Ta da da dam. Lubię dziwaczne zdjęcia, tutaj ucięłam na przykład swoją twarz:P.
Ale to nie moja twarz (na szczęście) jest przekazem zdjęcia. Myślą przewodnią, jest nowy "gadżecik", który teraz mi daje prawo mówić, że mam swoją drużynę. Na liczne pytania w stylu: "Jak tam w Lorien?" jeszcze nie umiem odpowiedzieć, więc stwierdzam tylko, że idzie w dobrym kierunku:).
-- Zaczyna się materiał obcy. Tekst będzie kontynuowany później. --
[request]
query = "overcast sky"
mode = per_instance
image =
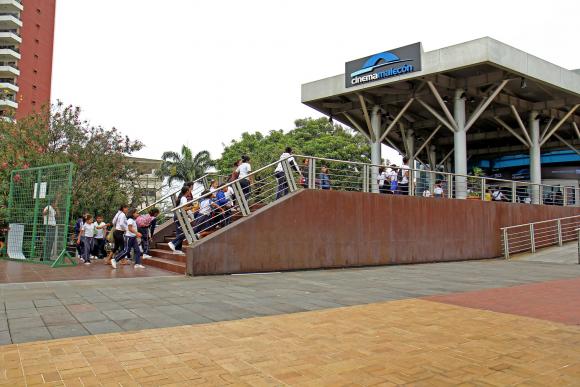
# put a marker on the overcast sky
(200, 73)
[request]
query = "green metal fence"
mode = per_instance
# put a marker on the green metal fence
(38, 215)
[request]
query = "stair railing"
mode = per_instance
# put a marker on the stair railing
(275, 180)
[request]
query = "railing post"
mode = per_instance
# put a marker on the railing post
(312, 174)
(506, 247)
(241, 199)
(290, 181)
(365, 172)
(532, 238)
(450, 186)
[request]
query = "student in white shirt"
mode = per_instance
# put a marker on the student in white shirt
(100, 235)
(281, 176)
(497, 195)
(49, 215)
(131, 235)
(438, 191)
(87, 234)
(243, 171)
(204, 220)
(119, 227)
(176, 244)
(382, 180)
(403, 185)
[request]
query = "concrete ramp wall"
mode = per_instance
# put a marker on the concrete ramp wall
(330, 229)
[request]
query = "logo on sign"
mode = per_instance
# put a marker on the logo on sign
(383, 65)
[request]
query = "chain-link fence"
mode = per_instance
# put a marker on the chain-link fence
(38, 215)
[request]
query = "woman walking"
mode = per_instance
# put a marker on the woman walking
(130, 239)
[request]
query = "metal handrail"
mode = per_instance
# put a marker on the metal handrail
(540, 222)
(530, 239)
(144, 210)
(231, 183)
(362, 178)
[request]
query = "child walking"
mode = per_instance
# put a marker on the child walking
(87, 236)
(130, 240)
(100, 235)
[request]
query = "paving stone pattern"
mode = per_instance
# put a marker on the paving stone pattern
(407, 342)
(46, 310)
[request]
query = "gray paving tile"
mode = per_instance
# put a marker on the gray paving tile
(134, 324)
(84, 317)
(47, 302)
(5, 338)
(19, 305)
(30, 334)
(120, 314)
(19, 313)
(58, 319)
(100, 327)
(67, 330)
(25, 323)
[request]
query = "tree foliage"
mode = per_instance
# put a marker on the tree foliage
(102, 173)
(310, 137)
(185, 167)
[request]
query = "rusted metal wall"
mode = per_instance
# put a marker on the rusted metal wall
(328, 229)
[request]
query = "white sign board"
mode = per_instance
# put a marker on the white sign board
(15, 240)
(42, 193)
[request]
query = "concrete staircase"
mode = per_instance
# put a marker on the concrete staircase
(164, 258)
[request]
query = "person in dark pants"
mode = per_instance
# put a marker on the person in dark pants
(281, 176)
(176, 244)
(100, 234)
(143, 226)
(404, 177)
(305, 173)
(243, 170)
(130, 242)
(119, 227)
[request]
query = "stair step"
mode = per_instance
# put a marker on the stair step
(168, 255)
(165, 264)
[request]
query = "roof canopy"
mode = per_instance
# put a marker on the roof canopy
(501, 85)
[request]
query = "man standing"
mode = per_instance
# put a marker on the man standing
(49, 217)
(281, 176)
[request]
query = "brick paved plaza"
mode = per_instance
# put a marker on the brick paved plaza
(479, 323)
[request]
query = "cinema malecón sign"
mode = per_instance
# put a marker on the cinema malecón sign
(386, 64)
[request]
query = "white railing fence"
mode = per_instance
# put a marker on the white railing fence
(532, 236)
(206, 213)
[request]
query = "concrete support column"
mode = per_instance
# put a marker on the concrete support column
(460, 145)
(535, 156)
(432, 166)
(375, 147)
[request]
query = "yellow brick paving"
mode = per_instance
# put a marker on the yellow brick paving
(412, 342)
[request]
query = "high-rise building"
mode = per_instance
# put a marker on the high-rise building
(26, 45)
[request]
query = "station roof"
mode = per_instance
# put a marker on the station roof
(478, 67)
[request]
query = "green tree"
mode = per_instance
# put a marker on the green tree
(103, 174)
(310, 137)
(185, 167)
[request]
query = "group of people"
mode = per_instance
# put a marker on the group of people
(129, 232)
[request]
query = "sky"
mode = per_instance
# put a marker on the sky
(201, 73)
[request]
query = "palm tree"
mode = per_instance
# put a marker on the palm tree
(185, 167)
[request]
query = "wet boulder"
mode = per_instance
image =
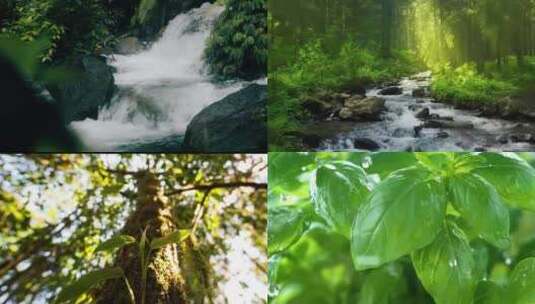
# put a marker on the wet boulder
(152, 16)
(391, 91)
(423, 113)
(443, 134)
(318, 107)
(91, 89)
(522, 138)
(367, 109)
(420, 93)
(366, 144)
(237, 123)
(446, 124)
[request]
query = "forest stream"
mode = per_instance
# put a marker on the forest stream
(449, 129)
(159, 89)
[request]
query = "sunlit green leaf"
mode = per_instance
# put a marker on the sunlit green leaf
(384, 285)
(488, 292)
(338, 189)
(404, 213)
(522, 282)
(172, 238)
(481, 207)
(70, 293)
(447, 268)
(285, 227)
(116, 242)
(513, 178)
(384, 163)
(285, 168)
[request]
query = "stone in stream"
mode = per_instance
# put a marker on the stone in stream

Co do decyzji kilku podjętych - Granatowy Szlak 2009 na TAK. Pomimo, że jest na masę absorbujący i skondensowany, stwierdziłam, że szkoda marnować szansę. No i jestem. To znaczy: "Do zobaczenia w sobotę!".
Co do nowej próby postanowiłam się wstrzymać. Mam zbyt niepewny grunt pod nogami, aby już klarowały się jakieś konkrety. Jeszcze kilka rozmów, kilka zbiórek i wiele pomysłów... Nowa Ścieżka jeszcze chwilkę musi poczekać. Nie można na nią wejść z rozpędu...
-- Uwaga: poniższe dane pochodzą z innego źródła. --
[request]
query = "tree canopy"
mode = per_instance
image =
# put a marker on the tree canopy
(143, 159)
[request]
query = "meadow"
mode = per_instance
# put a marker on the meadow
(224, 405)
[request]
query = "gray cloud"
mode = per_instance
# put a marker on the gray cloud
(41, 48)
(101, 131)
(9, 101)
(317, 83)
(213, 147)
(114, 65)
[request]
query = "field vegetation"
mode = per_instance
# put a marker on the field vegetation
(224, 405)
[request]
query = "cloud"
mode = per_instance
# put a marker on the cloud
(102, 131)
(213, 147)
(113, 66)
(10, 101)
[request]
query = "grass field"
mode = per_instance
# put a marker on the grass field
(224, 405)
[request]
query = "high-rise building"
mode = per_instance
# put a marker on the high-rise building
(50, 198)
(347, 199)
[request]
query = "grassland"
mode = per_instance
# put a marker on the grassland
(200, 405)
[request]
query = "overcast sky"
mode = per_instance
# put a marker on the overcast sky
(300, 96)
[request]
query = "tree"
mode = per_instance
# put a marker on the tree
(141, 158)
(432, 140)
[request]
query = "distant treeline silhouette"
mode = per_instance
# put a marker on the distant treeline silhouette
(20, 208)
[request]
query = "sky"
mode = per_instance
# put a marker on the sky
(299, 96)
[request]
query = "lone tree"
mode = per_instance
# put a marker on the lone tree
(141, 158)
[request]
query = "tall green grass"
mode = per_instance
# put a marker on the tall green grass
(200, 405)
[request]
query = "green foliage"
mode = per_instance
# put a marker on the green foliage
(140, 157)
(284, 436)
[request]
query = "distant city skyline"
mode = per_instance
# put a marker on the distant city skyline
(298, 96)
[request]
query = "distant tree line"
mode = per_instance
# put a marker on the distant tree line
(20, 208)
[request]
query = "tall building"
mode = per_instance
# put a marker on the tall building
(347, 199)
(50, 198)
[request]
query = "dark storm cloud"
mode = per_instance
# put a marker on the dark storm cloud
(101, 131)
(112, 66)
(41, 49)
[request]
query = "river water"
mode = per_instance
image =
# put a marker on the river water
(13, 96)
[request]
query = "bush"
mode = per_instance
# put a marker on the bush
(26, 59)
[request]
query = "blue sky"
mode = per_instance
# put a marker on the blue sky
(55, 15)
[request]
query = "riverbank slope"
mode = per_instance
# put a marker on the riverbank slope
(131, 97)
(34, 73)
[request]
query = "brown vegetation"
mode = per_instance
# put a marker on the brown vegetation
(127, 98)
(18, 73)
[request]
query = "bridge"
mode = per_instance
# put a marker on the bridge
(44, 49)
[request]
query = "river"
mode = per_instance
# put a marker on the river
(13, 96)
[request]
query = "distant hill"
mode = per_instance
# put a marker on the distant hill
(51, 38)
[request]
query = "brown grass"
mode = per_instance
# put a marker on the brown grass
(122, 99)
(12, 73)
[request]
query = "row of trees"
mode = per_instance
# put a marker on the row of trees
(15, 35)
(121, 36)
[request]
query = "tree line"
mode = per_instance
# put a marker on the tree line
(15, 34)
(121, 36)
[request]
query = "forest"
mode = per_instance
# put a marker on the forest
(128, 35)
Generalnie mówiąc (tak się chyba mówi po polsku?) - ciesze się, że czasem otaczają mnie tacy dobrzy i fajni Ludzie:)
PS. Przyznawać się! Kto obserwuje harc-bloga z ukrycia? :P
5 komentarze:
byle tylko do przodu ^^
i płynie się dalej. Jak to OlkA powiedziała, gdy się stoi to się cofa ;)
Ja obserwuję z ukrycia, przepraszam ;((((( !!! No a ogółem fota z kursu i wspaniały, boski i wypasiony na potęgę identyfikator ^^,
"Okręt mój płynie dalej, gdzieś tam" jak to kiedyś śpiewał KAT.
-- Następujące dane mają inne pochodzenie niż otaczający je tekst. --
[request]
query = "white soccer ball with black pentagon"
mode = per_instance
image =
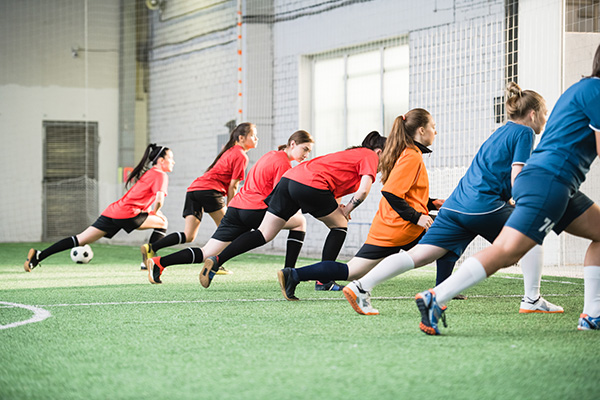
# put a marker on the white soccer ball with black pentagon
(82, 254)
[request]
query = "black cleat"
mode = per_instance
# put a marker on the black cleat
(288, 283)
(209, 269)
(330, 286)
(32, 260)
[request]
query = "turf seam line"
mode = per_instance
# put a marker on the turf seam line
(116, 303)
(39, 314)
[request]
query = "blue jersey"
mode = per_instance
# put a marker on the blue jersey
(486, 186)
(568, 145)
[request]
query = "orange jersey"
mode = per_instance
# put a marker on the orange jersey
(141, 195)
(340, 172)
(262, 178)
(408, 180)
(231, 166)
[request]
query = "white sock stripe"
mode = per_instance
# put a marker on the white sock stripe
(193, 255)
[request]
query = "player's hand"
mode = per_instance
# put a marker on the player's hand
(425, 221)
(346, 211)
(438, 203)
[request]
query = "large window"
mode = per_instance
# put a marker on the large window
(356, 91)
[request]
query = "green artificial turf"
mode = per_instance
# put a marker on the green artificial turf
(112, 335)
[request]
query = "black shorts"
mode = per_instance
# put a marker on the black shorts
(202, 200)
(290, 196)
(112, 225)
(237, 221)
(372, 252)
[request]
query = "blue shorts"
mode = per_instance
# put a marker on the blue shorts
(454, 231)
(544, 203)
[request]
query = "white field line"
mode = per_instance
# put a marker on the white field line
(39, 314)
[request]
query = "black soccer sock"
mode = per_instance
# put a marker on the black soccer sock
(61, 245)
(333, 243)
(157, 234)
(443, 271)
(323, 271)
(246, 242)
(191, 255)
(293, 247)
(170, 240)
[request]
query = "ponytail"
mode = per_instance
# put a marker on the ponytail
(596, 64)
(401, 136)
(242, 129)
(151, 155)
(298, 137)
(520, 102)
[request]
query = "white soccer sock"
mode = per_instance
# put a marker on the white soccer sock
(470, 273)
(591, 284)
(531, 265)
(388, 268)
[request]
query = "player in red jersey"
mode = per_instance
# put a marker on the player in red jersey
(313, 187)
(248, 208)
(130, 211)
(207, 192)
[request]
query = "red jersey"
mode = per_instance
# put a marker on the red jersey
(340, 172)
(141, 195)
(409, 181)
(262, 178)
(230, 166)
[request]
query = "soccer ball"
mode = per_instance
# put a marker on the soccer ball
(82, 254)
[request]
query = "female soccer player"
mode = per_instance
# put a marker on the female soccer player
(207, 192)
(312, 187)
(478, 206)
(402, 217)
(129, 212)
(247, 209)
(547, 198)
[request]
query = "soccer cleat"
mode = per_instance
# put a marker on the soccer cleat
(540, 305)
(587, 323)
(288, 283)
(329, 286)
(208, 271)
(431, 312)
(223, 271)
(147, 252)
(154, 270)
(32, 260)
(359, 299)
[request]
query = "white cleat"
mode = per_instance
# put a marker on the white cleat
(540, 305)
(359, 299)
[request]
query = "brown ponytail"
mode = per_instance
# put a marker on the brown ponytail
(401, 136)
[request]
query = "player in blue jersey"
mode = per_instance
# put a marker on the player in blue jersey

I.. Nie śpiesz się. Nikt ani nic Cię nie goni. To jest Twoja Droga, stawiaj kroki rozważnie, ale z radością. Szkoda byłoby zawracać z tak obiecującego szlaku..
A zwierzęta mają to do siebie (zwłaszcza te pół-dzikie, a dzikie to w ogóle) że czasem kąsają. Przegoń takiego jakimś kijem (lagą) i jak wróci skruszony, wtedy go wpuść. Albo posłuchaj, co chce powiedzieć między ugryzieniami..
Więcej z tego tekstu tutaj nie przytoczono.